I.3. Une forme argumentative déontologique
Cette absence de préoccupation pour la définition ontologique se retrouve dans les approches déontologiques du droit des robots. Les deux principaux représentants de cette forme d’argumentation sont Blay Whitby et Kate Darling. Sa structure est la suivante : étant admis qu’un robot ressemble à un être humain ou un être vivant, un abus qui est commis en raison de cette ressemblance pose un problème moral et social. Ainsi, peu importe que l’objet dispose de caractéristiques complexes ou pas, un abus envers lui outrepasse une loi morale qui implique de respecter la dignité humaine, quand bien même celle-ci serait-elle simulée grossièrement dans un objet. En 2008, Blay Whitby publie ainsi un article en forme d’appel pour soutenir cette réflexion[18]. Il développe une argumentation qui ne débouche pas directement sur la demande d’un droit positif. Sa construction est construite en deux temps. Premièrement, il défend qu’un robot, même sommaire, ne peut pas être assimilé à un simple bien de consommation. Whitby avance ainsi que le robot dispose d’une spécificité parce qu’il ressemble aux êtres vivants dans trois aspects : premièrement, il peut avoir une apparence physique humaine ou animalisée ; deuxièmement, il dispose d’un agir dans le monde réel, ce qui tend à lui accorder une apparence de vie ; troisièmement, il a un but à réaliser, souvent en remplacement de l’humain ou de l’animal. De cette ressemblance, Whitby remarque que l’habitude de maltraiter ce qui ressemble à l’humain pourrait habituer ou entraîner à commettre des sévices envers des êtres vivants[19]. Cette approche conséquentialiste est doublée d’une approche de principe :
Une seconde revendication peut être subsumée par l’argument que maltraiter les entités humanoïdes est mal. Cela revient à dire que certaines activités sont simplement inacceptables, même si elles sont faites en privées à un artefact incapable de souffrir.[20]

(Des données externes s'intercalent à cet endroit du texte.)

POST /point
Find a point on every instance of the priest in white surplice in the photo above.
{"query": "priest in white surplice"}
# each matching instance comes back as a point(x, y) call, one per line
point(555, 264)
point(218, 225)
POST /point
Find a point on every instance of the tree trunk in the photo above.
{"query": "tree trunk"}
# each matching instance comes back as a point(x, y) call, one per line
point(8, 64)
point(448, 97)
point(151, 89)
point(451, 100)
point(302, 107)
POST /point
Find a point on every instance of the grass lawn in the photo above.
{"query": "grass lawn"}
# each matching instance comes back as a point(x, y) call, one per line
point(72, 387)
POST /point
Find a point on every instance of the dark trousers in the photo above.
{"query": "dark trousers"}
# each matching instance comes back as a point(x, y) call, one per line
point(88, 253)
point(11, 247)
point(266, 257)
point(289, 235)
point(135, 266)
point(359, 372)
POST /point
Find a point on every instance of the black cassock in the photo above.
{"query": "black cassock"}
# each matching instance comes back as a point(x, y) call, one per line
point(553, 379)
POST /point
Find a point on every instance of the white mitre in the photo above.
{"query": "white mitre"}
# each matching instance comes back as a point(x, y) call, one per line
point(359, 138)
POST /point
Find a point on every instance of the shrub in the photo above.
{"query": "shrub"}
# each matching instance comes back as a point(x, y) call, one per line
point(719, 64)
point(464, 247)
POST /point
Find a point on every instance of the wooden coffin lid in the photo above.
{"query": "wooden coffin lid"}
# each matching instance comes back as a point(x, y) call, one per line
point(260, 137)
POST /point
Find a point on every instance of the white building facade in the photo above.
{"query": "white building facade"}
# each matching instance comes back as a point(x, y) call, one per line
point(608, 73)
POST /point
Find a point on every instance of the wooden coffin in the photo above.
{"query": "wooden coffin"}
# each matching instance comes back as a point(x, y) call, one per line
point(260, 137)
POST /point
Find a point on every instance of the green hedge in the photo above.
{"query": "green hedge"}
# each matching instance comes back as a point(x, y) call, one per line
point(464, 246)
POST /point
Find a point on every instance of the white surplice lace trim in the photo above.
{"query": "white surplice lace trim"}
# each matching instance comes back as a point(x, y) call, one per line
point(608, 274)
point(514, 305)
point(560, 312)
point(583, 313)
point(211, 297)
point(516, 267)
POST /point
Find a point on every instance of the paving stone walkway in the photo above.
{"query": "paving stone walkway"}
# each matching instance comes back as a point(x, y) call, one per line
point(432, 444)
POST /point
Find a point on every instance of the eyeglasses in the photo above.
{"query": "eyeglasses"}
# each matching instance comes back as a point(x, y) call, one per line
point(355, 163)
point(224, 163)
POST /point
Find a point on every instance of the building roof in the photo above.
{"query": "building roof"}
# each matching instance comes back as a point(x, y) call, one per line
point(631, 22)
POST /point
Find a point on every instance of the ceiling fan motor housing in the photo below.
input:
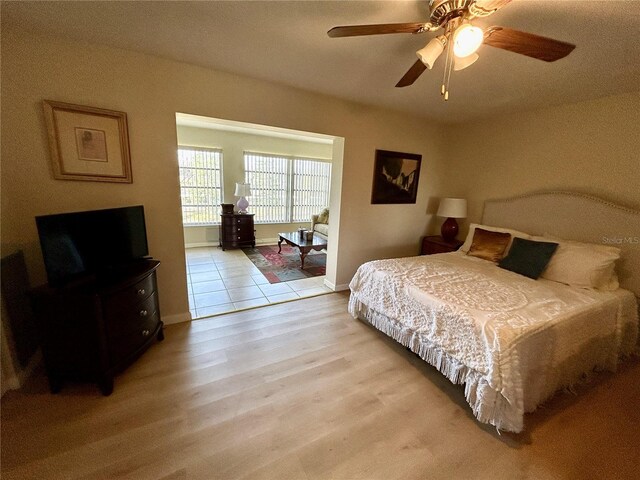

Une telle proposition revient à considérer que des contraintes doivent s’appliquer hors du cadre du consentement. La question posée par la théorie politique, qui cherche à savoir si une relation librement consentie entre individus est toujours acceptable, quand bien même elle implique une subordination, une alinéation, est ici déplacée dans le champ des relations entre humains et objets. Certains objets, en raison d’une ressemblance particulière avec l’être humain, devraient ainsi être considérés dignement.
Le propos de Kate Darling approfondit ce point via un travail psychologique. Darling explique que les observations des relations entre humains et robots permettent de saisir que ceux-ci se distinguent des autres objets par l’intensité des relations narratives dont ils sont le support. Le robot est un objet dont la finalité sociale est l’anthropomorphisation ou l’animalisation[21]. Un robot imite le mouvement et les fonctions de l’humain ou de l’animal ; il implique donc nécessairement une confusion entre le vivant et la machine. Darling se repose en outre sur les résultats des travaux de Sherry Turkle au sujet du « caregiver effect », c’est-à-dire l’amplification de l’importance attribuée à certains objets technologiques parce qu’on doit s’occuper d’eux[22]. La dernière considération empirique de Darling repose sur l’observation de nos intuitions morales : la maltraitance de robots produit chez la plupart des sujets humains une condamnation morale intuitive.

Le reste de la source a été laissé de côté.